Personalization should make you seem more like a cool mind-reader and less like a creepy stalker.
Here are five tips for a personalized content strategy that will get you and your customers ready for what 2021 brings.
1. Decide which audiences you need to reach
Don’t assume you know whom you need to reach, especially because sales teams continually reconsider target accounts based on market dynamics. Sales and Marketing should be in violent agreement about who buyers are, including target accounts and roles within buying groups.
Work with Sales to list those buyers in order of importance, then—since you can’t create personalized content for everyone all at once—prioritize where you can accomplish the most.
Bonus points: Work with Customer Success and account managers to understand who needs attention from Marketing post-sale, starting with cross-sell and upsell efforts.
2. Relearn the digital context and competition within your buyers’ experiences
Our buyers have changed, and what we thought we knew about them has changed.
Go back to the data drawing board to gather both first- and third-party data to rebuild insights about what your buyers are doing: sales cycle length, interaction volume and type, campaign response, website experience, and content consumption behavior.
Build profiles to look at personas and roles, as well as broader buying group and account views.
Also, your internal data merely shows how buyers respond to what your company offers. If you’re not offering what they like, they’re finding it elsewhere. So get insights about how other companies invest to reach those buyers and accounts, including what the buyers are searching for (intent) and what content assets they consume in general. Then, build personalized content they’ll likely respond to.
Bonus points: Look at those buyers whom your target market competitors are less focused on; that way, you can spot gaps where your company can stand out.
3. Create configurable (personalized) content building blocks for every buying stage
Although it’s impossible to crank out every permutation of a message that most companies’ complex buying groups and journeys would require, it is possible to create a map of common needs, interests, and preferences, and then build messages and assets that can be configured to reach different audiences.

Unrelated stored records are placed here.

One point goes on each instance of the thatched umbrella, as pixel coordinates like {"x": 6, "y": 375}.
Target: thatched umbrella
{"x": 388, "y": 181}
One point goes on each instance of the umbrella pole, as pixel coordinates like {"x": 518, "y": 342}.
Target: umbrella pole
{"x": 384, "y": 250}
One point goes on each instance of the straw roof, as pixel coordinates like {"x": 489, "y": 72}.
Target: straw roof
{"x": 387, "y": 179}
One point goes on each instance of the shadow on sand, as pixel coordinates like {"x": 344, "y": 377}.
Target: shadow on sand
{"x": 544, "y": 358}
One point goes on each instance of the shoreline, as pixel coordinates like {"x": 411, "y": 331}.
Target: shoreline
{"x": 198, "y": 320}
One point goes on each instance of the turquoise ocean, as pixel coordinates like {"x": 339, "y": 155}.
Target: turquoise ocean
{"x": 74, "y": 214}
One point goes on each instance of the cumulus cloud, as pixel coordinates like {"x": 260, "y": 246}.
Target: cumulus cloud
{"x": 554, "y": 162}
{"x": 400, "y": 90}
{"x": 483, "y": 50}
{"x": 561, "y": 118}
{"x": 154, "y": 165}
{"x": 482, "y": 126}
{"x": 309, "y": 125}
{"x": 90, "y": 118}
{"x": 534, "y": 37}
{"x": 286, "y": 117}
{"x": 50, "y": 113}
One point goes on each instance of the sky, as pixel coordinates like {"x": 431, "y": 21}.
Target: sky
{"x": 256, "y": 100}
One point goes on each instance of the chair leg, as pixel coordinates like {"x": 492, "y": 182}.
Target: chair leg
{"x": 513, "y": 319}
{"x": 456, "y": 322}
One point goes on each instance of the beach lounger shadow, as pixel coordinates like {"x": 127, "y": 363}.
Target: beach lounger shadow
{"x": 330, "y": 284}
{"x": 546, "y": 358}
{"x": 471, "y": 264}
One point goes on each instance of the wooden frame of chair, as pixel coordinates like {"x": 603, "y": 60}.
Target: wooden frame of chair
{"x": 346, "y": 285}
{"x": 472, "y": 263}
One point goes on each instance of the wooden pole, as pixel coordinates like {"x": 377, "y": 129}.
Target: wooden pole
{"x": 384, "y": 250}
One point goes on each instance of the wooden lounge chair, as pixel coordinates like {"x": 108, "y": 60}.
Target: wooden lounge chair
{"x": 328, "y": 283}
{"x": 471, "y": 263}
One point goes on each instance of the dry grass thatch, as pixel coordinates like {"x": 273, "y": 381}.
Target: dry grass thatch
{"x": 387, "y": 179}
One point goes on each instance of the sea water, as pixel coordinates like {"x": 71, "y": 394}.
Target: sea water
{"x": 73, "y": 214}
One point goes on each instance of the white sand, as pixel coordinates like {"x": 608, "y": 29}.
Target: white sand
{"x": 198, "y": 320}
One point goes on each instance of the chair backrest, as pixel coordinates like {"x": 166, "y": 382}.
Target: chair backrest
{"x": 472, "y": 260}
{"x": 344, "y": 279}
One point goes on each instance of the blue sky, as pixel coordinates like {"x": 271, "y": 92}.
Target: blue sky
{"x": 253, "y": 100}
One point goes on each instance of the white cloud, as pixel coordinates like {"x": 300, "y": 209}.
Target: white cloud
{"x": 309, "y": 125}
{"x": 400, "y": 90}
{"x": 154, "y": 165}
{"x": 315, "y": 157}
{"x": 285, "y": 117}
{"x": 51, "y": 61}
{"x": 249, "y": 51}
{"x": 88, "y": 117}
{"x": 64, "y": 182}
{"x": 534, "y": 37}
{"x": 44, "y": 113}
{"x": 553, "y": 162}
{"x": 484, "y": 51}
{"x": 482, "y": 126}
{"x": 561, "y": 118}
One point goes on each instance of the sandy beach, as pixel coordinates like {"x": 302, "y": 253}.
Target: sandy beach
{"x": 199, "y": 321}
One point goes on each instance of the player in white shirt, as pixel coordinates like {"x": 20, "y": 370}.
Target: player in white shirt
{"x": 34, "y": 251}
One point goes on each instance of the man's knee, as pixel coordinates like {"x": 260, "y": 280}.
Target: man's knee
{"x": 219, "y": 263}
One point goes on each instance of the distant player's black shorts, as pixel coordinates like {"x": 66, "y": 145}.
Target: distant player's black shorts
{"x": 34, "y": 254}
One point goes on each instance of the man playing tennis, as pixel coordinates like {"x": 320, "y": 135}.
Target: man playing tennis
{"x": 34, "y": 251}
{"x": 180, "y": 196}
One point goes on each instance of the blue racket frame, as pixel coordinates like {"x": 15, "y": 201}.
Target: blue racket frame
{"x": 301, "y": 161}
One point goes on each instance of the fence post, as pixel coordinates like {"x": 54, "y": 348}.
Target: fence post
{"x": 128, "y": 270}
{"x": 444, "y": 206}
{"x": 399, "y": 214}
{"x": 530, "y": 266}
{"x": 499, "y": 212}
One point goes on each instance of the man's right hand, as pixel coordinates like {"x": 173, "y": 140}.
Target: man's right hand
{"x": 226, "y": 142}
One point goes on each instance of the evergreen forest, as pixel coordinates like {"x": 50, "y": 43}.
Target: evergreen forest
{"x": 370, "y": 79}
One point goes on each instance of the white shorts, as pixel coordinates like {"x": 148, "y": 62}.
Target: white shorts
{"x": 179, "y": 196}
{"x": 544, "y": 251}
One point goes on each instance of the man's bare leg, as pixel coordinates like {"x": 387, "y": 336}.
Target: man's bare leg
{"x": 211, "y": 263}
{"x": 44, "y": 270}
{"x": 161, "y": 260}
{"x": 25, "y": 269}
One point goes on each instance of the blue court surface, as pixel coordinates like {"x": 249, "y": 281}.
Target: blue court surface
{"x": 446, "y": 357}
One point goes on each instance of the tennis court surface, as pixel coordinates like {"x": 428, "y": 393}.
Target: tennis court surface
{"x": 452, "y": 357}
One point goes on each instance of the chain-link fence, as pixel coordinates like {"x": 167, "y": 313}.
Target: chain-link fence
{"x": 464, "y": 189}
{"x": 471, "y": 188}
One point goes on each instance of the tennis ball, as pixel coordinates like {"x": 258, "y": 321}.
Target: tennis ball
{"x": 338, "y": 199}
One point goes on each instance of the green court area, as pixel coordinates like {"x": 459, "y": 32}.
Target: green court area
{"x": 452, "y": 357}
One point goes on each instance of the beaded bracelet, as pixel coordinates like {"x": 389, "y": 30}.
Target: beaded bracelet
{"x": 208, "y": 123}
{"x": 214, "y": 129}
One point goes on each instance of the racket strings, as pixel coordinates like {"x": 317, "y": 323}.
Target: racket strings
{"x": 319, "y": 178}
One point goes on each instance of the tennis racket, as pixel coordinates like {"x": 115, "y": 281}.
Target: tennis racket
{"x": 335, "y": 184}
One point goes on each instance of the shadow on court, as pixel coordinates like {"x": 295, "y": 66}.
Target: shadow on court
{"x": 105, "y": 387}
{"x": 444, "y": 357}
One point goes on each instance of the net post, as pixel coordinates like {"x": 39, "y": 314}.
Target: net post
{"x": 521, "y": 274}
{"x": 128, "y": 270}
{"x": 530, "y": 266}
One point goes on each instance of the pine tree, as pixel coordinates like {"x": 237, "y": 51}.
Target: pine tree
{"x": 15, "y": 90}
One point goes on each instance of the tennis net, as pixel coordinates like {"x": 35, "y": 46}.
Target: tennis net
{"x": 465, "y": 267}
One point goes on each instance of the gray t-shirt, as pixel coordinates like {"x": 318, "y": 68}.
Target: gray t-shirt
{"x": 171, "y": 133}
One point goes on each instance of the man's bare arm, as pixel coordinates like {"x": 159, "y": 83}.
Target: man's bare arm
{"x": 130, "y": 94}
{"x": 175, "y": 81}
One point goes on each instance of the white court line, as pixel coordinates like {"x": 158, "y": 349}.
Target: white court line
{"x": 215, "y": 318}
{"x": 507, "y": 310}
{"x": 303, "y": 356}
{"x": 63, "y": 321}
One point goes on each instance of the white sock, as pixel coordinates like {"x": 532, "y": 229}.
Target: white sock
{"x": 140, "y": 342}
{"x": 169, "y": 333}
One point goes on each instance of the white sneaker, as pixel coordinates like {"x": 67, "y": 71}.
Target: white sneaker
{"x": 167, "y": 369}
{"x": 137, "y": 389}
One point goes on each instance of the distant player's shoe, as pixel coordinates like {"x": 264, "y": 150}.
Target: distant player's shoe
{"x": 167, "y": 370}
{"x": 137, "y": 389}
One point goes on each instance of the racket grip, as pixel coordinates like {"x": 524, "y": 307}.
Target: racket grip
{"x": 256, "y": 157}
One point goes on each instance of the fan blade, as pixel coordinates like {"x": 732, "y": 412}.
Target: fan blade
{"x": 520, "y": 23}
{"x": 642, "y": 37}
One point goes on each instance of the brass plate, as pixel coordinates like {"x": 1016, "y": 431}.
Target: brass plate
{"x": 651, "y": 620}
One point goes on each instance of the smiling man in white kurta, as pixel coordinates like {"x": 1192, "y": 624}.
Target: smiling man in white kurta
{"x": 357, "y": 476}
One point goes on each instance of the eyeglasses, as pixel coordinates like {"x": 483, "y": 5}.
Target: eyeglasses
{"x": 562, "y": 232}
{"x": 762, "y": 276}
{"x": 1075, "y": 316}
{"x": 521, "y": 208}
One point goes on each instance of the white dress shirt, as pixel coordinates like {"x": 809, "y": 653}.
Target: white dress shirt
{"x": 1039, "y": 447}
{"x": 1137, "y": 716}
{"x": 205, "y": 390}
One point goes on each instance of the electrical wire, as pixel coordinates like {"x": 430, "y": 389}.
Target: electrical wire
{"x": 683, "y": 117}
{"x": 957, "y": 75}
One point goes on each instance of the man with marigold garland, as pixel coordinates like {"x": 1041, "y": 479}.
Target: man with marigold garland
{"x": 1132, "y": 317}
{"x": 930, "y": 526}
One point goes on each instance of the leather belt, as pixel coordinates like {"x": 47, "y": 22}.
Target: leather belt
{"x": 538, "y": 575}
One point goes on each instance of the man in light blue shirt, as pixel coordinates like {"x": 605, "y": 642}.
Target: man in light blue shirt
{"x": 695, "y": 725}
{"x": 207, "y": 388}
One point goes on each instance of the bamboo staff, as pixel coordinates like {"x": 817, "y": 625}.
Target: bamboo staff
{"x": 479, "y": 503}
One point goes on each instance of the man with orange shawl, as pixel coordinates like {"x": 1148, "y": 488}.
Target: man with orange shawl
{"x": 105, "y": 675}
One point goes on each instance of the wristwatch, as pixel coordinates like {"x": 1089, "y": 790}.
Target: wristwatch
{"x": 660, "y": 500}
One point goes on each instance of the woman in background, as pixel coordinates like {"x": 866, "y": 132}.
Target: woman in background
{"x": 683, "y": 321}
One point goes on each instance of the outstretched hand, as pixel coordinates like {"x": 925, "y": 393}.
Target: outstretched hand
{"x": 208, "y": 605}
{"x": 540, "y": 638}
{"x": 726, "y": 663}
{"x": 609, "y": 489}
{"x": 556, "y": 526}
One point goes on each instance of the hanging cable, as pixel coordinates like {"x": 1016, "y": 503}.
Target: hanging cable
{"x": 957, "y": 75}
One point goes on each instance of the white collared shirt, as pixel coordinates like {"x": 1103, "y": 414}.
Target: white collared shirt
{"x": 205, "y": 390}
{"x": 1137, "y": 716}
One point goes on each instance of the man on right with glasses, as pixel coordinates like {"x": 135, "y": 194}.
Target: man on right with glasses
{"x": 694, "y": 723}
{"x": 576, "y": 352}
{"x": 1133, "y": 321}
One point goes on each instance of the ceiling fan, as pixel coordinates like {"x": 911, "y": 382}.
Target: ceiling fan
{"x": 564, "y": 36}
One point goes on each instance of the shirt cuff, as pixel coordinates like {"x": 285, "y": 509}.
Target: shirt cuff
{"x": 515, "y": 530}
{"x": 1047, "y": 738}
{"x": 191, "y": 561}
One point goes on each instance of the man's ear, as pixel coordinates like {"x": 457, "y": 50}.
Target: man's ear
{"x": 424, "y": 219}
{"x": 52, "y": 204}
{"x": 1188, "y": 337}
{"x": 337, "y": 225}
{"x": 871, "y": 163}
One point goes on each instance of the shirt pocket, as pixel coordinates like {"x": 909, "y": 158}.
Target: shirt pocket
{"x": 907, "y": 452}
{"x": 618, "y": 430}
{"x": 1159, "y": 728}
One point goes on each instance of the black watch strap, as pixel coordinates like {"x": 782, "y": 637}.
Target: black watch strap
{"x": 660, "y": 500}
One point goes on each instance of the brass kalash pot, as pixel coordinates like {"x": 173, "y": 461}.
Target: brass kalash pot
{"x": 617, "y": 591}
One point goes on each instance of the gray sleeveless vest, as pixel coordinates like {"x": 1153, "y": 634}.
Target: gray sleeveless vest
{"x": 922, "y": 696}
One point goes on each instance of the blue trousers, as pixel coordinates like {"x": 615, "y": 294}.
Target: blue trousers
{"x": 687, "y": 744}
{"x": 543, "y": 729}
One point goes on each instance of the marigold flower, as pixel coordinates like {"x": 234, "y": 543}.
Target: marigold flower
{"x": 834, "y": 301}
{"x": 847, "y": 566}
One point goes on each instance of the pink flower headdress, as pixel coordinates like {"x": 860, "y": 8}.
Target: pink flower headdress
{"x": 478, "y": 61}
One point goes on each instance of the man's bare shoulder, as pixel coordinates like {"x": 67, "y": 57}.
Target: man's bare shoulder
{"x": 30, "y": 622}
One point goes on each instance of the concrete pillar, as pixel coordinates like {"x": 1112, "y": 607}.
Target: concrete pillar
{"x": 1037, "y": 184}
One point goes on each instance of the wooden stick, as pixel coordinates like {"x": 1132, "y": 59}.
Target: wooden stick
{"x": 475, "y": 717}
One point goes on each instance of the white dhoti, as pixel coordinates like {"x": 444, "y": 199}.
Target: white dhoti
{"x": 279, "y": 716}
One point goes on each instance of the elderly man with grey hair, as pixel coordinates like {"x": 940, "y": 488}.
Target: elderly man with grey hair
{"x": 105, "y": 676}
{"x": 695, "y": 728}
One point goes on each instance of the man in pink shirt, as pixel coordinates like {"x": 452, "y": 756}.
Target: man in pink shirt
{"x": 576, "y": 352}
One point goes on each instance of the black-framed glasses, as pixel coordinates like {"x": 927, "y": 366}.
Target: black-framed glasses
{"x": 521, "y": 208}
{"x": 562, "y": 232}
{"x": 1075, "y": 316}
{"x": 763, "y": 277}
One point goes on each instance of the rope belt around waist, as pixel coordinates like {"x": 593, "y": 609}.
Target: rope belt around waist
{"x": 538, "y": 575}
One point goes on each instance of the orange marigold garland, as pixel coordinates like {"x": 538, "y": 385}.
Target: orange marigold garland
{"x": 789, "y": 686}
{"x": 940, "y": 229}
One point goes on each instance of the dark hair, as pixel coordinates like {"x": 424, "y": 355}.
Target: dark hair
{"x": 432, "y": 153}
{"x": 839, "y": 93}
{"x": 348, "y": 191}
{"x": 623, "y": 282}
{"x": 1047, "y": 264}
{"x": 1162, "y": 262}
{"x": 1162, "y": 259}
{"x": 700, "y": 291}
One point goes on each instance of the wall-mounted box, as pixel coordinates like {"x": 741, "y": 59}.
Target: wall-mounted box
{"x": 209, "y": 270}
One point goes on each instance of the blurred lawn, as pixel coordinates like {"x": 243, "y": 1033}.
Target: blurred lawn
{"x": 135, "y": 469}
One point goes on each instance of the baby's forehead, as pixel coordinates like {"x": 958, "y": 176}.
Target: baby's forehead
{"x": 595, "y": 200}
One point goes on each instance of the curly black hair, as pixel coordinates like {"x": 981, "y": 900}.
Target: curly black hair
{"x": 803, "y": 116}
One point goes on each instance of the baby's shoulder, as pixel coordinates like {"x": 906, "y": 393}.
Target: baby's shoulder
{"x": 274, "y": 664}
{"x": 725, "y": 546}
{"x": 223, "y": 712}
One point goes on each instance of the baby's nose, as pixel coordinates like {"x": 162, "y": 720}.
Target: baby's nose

Think of it as the content 80/20 rule: The key is connecting messages and assets to buying stages and needs.
Start by mapping the stages of your buying journey, and determine which roles or personas are involved at each stage. Go back to your prioritized list from our first tip, then look at what actions the buyers take and what assets they tend to consume.
Use your data from our second tip to define, by persona, what information your content needs to cover and what the best form is for it to take. Create a content calendar, and start building. Don’t forget to take existing content, especially long-form assets, and break them into components that meet your current buyer interests—the perfect opportunity for personalized content.
Bonus points: Think like a product-led growth company and look for ways to incorporate customer advocacy into your content strategy as a different take on personalization. There’s no more trustworthy or effective way to reach a buyer than to show them how someone just like them achieved results from working with your company.
4. Activate messages and assets based on buyer behavior triggers
By now, it’s clear we’re looking at personalization that’s much more than an email or website greeting. Those things are a nice touch, but they aren’t gamechangers. What really accelerates buying decisions is providing exactly the right information at the right time.
Again: the goal is for your buyers to feel as if you’re a cool mind-reader, not a creepy stalker.
So set up digital campaigns that trigger outreach (e.g., content syndication, display, LinkedIn ads) based on real-time buyer behavior. Search behavior, campaign response, virtual event attendance, and sales interactions all reveal what’s on your buyers’ minds and where they are in the process. Use those cues to put your message and content building blocks in front of buyers where and when they’re most likely to pay attention and find them valuable.
Bonus points: Don’t stop with digital campaigns. Provide suggestions to your sellers in the form of account insights and alerts, plus resources for follow up, so you never miss a chance to help.
5. Test, measure, improve, repeat: a proven personalized content process
Even the best plans don’t work the way you want them to. Start deploying and testing your personalization right away. As you build content and create triggers, see what effects they have. Continue to monitor buyer behavior and update accordingly.
The beauty of digital marketing is how easy it is to learn and adapt in real time—and how everything is measurable. Digital tactics make it easy for marketers to track every investment and provide transparent reporting on performance.
- Are you getting the response you want?
- How do digital channels work together and separately to create engagement in your target accounts?
- What specific paths lead to faster buying cycles?
Use all of that information to both improve your campaigns and prove Marketing’s value to your company.
Bonus points: Separate tracking for older customers and new accounts. Preferences and journeys for customers who already know you may differ from ones who don’t.